Published:  16 November, 2021

How data is stored, collected, managed, and analysed, dictates the success of asset management from company to company. From condition monitoring to informing a spares strategy and even predicting which assets are needed in the future, data, when used well, can provide indispensable information for organisations of any industrial sector. Thomas Boswell* examines how digital industrialisation is transforming MRO and underpinning proactive asset management strategies.

Condition monitoring Condition monitoring essentially informs an asset management strategy by improving a business’ understanding of its assets, how they are functioning, and whether they are detrimental to productivity in the long, medium or short term.

It is more than just sticking a sensor on a machine.
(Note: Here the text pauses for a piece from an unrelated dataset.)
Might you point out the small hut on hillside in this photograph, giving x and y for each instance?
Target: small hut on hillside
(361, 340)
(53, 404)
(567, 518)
It’s a consistent evaluation of machine performance over time. In the same way that when a patient’s heart rate, temperature or other readings deviate from the norm, data associated with failure modes of machinery can indicate the health of assets. This data, such as variations in vibration, temperature, or noise, can be collected manually or automatically using sensors and telemetry solutions. Its analysis provides valuable insight into what is, or is not, working as it should, to inform what remedial action should be taken.

For example, we had installed and commission a system to investigate a bearing failure on a 5000 tonne multistage press, which had resulted in two days’ worth of downtime at an automotive manufacturer, resulting in a loss of around £80M in lost production. The press is the largest of its type in Europe and stamps sheet aluminium into vehicle panels. The condition monitoring system monitored vibration data associated with the most prominent failure modes of the press’ main drive motors, gearboxes, and flywheel / clutch bearings, based on predefined setup properties and alarms. A diagnostic unit was also integrated, and the result from the algorithms within the units were transmitted via an Eriks eConnect product to a cloud hosted trending and alarms solution where the customer had a unique log-in and data is available 24-7.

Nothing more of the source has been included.